Python interface to ensembl reference genome metadata

Project description

pyensembl

Python interface to Ensembl reference genome metadata (exons, transcripts, &c)

from pyensembl import EnsemblRelease

# release 77 uses human reference genome GRCh38
data = EnsemblRelease(77)

# will return ['HLA-A']
gene_names = data.gene_names_at_locus(contig=6, position=29945884)

# get all exons associated with HLA-A
exon_ids  = data.exon_ids_of_gene_name('HLA-A')

API

The EnsemblRelease object has methods to let you access all possible combinations of the annotation features gene_name, gene_id, transcript_name, transcript_id, exon_id as well as the location of these genomic elements (contig, start position, end position, strand).

Gene Names

gene_names() : returns all gene names in the annotation database

gene_names_on_contig(contig) : all gene names on a particular chromosome/contig

gene_names_at_locus(contig, position, end=None, strand=None) : names of genes overlapping with the given locus (returns a list to account for overlapping genes)

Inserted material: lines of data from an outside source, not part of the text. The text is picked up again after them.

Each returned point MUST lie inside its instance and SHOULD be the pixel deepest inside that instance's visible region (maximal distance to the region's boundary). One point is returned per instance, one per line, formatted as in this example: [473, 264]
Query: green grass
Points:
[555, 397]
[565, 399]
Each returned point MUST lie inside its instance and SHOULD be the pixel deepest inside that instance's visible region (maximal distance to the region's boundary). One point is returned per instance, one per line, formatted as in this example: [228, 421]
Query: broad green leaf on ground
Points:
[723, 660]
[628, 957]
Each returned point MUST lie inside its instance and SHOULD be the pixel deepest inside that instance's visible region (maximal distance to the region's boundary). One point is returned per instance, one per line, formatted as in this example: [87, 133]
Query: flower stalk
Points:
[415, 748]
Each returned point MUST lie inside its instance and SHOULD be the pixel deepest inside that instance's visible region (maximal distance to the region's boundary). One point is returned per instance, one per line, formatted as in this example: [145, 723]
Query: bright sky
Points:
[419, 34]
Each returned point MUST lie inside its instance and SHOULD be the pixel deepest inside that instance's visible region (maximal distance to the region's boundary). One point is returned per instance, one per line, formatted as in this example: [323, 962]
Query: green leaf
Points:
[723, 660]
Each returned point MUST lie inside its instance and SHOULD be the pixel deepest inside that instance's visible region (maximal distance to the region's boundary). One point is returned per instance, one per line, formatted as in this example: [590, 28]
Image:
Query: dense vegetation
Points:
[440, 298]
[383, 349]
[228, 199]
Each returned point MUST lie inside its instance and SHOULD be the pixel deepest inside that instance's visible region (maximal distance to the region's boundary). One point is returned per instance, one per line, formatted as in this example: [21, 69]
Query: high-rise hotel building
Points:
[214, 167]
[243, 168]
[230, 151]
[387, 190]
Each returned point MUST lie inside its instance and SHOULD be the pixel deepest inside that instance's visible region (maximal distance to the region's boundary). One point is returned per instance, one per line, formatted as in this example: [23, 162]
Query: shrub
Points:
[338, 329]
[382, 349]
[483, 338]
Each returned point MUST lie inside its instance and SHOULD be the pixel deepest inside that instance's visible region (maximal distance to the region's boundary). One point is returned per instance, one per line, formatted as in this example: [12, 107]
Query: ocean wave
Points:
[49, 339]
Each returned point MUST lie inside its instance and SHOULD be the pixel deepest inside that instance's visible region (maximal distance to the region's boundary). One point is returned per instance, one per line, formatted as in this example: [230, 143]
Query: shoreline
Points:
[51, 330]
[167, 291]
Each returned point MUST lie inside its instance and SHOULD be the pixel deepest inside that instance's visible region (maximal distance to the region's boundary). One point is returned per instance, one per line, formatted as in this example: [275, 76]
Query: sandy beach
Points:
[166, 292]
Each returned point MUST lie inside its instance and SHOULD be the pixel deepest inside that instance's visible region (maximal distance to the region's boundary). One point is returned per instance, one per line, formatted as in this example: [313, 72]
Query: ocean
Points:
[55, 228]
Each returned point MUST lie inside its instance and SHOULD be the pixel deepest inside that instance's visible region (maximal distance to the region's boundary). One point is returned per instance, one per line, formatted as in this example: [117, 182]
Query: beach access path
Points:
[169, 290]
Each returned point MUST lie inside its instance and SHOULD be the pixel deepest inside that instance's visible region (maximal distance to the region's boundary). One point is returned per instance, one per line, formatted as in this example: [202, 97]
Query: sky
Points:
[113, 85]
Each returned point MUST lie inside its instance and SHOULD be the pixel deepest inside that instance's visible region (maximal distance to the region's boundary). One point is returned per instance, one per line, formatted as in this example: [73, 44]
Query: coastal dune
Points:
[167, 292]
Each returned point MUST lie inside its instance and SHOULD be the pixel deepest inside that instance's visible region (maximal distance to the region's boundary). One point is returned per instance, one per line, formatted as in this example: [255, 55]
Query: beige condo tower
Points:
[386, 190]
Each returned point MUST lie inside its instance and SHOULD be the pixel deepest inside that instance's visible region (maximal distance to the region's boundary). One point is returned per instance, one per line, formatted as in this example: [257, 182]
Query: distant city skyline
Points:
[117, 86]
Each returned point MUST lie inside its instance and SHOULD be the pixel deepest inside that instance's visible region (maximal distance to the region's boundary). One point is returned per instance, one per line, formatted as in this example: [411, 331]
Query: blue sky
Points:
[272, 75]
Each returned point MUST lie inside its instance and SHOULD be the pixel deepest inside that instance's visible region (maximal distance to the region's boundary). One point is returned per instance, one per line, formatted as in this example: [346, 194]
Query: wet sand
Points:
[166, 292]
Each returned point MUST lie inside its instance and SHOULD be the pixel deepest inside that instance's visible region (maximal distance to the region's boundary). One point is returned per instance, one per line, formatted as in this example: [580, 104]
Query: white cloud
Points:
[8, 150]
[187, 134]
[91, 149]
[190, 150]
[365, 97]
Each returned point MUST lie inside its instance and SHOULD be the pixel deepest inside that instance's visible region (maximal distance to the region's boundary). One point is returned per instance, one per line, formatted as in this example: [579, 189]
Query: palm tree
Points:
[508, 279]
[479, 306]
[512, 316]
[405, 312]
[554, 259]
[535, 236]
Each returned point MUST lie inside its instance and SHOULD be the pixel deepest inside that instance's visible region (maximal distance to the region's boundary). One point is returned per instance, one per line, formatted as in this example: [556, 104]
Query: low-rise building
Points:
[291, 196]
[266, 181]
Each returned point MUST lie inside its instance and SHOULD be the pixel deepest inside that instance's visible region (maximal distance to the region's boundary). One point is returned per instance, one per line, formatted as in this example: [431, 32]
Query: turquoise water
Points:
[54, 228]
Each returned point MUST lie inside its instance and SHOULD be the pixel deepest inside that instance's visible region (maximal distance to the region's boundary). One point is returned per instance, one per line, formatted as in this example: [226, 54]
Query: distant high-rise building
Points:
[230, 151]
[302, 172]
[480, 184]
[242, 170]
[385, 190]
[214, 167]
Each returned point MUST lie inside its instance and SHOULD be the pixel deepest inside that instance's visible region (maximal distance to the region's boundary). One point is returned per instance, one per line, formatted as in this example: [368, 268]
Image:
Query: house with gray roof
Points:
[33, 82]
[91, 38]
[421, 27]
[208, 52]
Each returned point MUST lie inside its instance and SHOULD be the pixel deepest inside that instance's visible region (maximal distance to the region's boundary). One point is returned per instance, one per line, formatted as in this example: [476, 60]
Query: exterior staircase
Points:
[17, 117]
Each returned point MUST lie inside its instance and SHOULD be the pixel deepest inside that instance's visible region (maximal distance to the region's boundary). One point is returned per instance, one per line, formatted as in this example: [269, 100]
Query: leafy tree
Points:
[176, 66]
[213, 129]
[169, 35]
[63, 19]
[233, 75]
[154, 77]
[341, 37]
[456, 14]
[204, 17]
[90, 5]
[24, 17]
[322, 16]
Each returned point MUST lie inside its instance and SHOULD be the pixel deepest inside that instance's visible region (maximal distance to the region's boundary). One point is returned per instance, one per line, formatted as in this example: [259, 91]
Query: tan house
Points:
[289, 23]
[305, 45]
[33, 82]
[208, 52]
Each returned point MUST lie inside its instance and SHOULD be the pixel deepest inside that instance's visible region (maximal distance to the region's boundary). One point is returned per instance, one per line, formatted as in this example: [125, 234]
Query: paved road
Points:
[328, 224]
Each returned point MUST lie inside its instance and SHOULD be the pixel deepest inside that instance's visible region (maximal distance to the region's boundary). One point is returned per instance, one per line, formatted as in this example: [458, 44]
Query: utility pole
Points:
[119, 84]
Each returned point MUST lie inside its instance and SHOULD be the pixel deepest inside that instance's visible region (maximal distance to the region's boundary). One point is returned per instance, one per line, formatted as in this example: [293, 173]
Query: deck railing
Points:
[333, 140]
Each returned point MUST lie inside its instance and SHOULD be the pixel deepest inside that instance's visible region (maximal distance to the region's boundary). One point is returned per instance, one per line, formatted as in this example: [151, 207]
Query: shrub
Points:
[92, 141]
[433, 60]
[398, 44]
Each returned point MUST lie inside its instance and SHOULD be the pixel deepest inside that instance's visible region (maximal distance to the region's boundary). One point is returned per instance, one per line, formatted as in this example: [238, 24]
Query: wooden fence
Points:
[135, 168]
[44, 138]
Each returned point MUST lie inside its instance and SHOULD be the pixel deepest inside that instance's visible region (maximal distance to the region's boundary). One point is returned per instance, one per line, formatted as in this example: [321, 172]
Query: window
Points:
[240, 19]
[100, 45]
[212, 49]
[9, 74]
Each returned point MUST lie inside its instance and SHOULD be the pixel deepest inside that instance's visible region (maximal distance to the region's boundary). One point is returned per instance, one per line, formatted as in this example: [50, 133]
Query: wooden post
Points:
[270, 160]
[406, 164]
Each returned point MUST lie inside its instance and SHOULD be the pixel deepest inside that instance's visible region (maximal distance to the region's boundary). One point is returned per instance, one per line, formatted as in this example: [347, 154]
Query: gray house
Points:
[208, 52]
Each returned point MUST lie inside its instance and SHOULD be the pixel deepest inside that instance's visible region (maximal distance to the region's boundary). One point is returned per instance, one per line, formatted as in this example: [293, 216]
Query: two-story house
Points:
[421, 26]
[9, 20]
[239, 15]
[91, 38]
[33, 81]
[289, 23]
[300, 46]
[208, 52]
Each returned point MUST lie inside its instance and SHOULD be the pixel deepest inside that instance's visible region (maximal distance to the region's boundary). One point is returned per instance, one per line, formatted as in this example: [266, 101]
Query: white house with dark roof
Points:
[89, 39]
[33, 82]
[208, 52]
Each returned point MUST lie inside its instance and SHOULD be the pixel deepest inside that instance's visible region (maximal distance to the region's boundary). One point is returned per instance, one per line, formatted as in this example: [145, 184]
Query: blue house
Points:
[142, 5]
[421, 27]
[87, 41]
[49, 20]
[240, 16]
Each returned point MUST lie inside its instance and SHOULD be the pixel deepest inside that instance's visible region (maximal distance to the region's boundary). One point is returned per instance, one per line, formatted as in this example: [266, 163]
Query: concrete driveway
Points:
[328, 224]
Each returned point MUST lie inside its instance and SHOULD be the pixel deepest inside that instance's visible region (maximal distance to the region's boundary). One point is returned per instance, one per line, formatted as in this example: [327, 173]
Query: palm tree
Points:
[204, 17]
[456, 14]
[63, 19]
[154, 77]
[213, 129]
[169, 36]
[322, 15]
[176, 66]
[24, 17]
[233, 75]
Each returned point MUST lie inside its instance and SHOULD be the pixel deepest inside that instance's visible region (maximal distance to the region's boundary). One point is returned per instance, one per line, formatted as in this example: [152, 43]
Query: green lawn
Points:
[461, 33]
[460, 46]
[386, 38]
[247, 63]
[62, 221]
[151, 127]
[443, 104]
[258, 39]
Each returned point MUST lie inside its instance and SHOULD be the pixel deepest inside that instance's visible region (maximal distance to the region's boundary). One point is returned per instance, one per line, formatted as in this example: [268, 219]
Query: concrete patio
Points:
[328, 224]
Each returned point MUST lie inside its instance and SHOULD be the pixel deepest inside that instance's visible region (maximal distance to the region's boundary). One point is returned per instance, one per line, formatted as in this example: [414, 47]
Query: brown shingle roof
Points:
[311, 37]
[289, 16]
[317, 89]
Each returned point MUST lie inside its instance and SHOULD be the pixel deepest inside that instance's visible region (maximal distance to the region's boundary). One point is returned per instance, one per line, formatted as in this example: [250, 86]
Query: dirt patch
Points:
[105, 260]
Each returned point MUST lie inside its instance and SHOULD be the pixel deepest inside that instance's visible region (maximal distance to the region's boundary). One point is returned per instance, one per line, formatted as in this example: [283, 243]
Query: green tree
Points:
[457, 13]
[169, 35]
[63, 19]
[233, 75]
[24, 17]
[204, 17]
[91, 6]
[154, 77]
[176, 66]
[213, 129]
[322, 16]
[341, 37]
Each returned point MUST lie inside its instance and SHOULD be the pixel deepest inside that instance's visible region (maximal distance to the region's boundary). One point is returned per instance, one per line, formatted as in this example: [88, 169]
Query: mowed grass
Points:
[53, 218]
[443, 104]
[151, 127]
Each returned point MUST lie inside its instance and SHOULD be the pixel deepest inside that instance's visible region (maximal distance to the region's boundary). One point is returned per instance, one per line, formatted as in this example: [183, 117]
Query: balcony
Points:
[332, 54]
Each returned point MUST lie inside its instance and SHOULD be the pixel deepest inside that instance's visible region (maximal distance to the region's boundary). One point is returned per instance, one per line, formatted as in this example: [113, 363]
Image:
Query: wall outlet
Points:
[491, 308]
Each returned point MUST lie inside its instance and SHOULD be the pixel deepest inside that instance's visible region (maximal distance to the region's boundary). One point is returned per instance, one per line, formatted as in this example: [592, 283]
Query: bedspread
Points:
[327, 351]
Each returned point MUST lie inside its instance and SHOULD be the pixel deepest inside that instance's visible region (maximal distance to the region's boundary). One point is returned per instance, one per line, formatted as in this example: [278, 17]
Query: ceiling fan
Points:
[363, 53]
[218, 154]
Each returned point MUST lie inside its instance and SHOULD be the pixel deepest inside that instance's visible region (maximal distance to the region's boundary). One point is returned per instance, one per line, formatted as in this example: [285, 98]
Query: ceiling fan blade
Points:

gene_name_of_gene_id(gene_id) : name of gene with given ID

gene_name_of_transcript_id(transcript_id) : name of gene associated with given transcript ID

gene_name_of_transcript_name(transcript_name) : name of gene associated with given transcript name

gene_name_of_exon_id(exon_id) : name of gene associated with given exon ID

Gene IDs

gene_ids(contig=None, strand=None) : all gene IDs in the annotation database

gene_id_of_gene_name(gene_name) : translate Ensembl gene ID to its corresponding name

Transcript Names

transcript_names(contig=None, strand=None) : all transcript names in the annotation database

Transcript IDs

transcript_ids(contig=None, strand=None) : returns all transcript IDs in the annotation database

transcript_ids_of_gene_id(gene_id) : return IDs of all transcripts associated with given gene ID

transcript_ids_of_gene_name(gene_name) : return IDs of all transcripts associated with given gene name

transcript_id_of_transcript_name(transcript_name) : translate transcript name to its ID

transcript_ids_of_exon_id(exon_id) : return IDs of all transcripts associatd with given exon ID

Exon IDs

exon_ids(contig=None, strand=None) : returns all transcript IDs in the annotation database

exon_ids_of_gene_id(gene_id)

exon_ids_of_gene_name(gene_name)

exon_ids_of_transcript_name(transcript_name)

exon_ids_of_transcript_id(transcript_id)

Locations

These functions currently assume that each gene maps to a single unique location, which is invalid both with heavily copied genes (e.g. U1) and with polymorphic regions (e.g. HLA genes).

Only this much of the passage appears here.